図?-3-2は、長さ100mの船が10ノットの速力で、幅に制約をうける平行水路の中央を直進航行するときの環境ストレス値を求めた結果を例示している。図には、水路幅を100m、300m、500mと変化させたときの計算結果を重ね描きしている。

図?-3-2の左上図は、平行水路を航行中に現針路を中心に±90°の範囲に渡り危険顕在(この場合は護岸への衝突)までの時間余裕を針路1°ごとにサーチした結果を示している。

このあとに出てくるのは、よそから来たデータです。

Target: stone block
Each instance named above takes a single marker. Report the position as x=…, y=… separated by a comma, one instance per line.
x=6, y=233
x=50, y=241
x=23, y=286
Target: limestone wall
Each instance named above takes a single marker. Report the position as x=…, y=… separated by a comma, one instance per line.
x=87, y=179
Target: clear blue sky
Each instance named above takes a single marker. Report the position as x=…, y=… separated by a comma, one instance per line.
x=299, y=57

なお、図中プロットの記号は見分けやすいように5°ごとに付している。これを見てわかるように、水路中央を直進する現針路上では危険顕在までの時間余裕は無限にある反面、針路が振れると護岸衝突への危険が迫る様子がみてとれる。しかし、水路が広い方が同じ針路の振れに対しても時間余裕は大きい。

図?-3-2の右上図は、各針路ごとにサーチした時間余裕に対する操船者の危険感を式(1)のもとでSJLの値に置換したものである。そして、図?-3-2の右下図は、±3の範囲で与えられる位比の値を0〜6の値に尺度変換したうえで方向重み関数を乗じた結果を示している。この図において特徴的なことは、航行水城を制約する平行護岸に対し操船者が感じる危険感の対象が集中する箇所が明確に現れる点である。通常、操船者が平行水路を航行するとき前方から後方までの護岸の全域にわたって満遍なく危険感を抱くのではなく、操船者が注視する危険の対象が斜め前方にあることからも、この指標は操船者の危険感をうまく表現するものとみてよさそうである。